Siwy wsiadł do samochodu, a ja zrobiłam to samo. Wyjął jeszcze z kieszeni telefon i napisał coś na grupie.
- Żeby się nie zastanawiali, gdzie nagle zniknęliśmy - wytłumaczył, widząc moją zdezorientowaną minę.
- Ah, tak... Jasne - uśmiechnęłam się.
Starszy odłożył telefon gdzieś na bok, po czym odpalił samochód i ruszył w stronę komendy.
Na miejscu byliśmy już po jakiś kilku minutach. Po drodze gadałam trochę z Knuckles'em. Muszę przyznać, że bardzo różnił się od swojej wersji, którą poznałam na początku...

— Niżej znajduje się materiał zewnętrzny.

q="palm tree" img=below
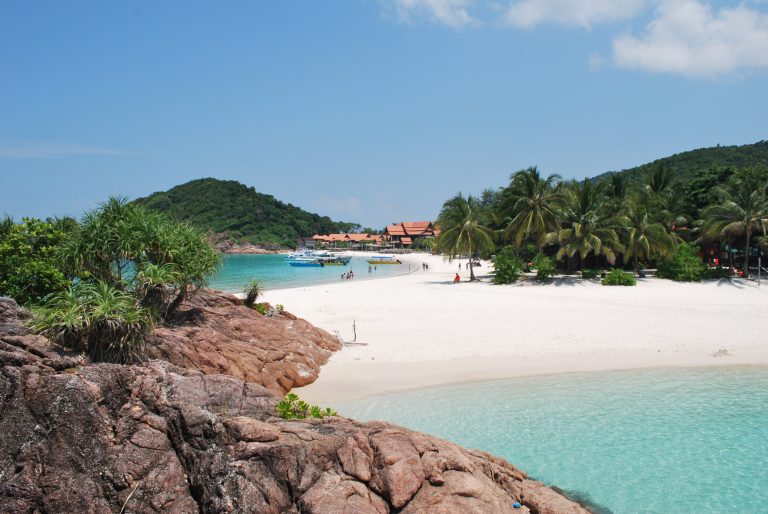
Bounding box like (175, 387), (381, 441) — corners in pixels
(621, 197), (675, 275)
(702, 168), (768, 277)
(501, 166), (563, 250)
(546, 180), (623, 269)
(437, 193), (494, 282)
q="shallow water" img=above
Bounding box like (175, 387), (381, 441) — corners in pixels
(204, 254), (408, 293)
(336, 367), (768, 514)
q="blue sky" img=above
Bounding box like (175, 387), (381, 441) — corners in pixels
(0, 0), (768, 228)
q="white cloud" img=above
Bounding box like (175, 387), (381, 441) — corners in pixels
(0, 143), (127, 159)
(394, 0), (477, 28)
(504, 0), (648, 28)
(589, 54), (605, 71)
(613, 0), (768, 77)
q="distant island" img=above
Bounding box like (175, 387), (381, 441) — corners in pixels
(592, 141), (768, 182)
(135, 178), (360, 252)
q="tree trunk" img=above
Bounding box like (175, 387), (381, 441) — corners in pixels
(744, 228), (752, 278)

Jak silnik pojazdu zgasł, wysiadłam z niego, zamknęłam drzwi i poczekałam, aż mężczyzna zrobi to samo.
Erwin zamknął furę kluczykami, po czym ruszył ze mną w stronę komendy.
Zatrzymałam się centralnie przed wejściem, ponieważ już tam ujrzałam Pisicele.

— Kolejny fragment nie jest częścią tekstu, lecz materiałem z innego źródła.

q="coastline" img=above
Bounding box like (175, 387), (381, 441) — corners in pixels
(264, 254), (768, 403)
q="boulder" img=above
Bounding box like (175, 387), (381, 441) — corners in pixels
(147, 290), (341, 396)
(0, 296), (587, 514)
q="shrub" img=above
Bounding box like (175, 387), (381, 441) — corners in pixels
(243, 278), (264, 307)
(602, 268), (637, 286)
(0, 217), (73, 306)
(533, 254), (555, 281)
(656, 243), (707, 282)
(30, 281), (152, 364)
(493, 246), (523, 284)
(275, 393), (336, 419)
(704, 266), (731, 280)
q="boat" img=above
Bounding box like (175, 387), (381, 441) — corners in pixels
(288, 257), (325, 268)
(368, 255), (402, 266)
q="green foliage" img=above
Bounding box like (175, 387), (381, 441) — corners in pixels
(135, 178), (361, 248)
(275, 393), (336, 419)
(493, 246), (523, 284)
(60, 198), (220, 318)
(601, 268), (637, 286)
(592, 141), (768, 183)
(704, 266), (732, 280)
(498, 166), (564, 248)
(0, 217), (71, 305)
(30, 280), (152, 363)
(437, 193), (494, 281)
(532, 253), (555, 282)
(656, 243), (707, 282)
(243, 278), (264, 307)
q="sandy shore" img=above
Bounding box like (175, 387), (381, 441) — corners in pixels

Wzięłam głęboki wdech, a siwy położył rękę na moim ramieniu.
- Będzie dobrze... - odezwał się, aby dodać mi otuchy.
Ja się jedynie uśmiechnęłam, po czym powolnym ruchem otworzyłam drzwi komendy.
- Siemano tu Pisicela! - zaczął Erwin, przez co ja się zatrzymałam.
Co za zjeb...
Policjant spojrzał się na Erwin'a, później na mnie przez co moje serce się zatrzymało, a później znów na Erwin'a.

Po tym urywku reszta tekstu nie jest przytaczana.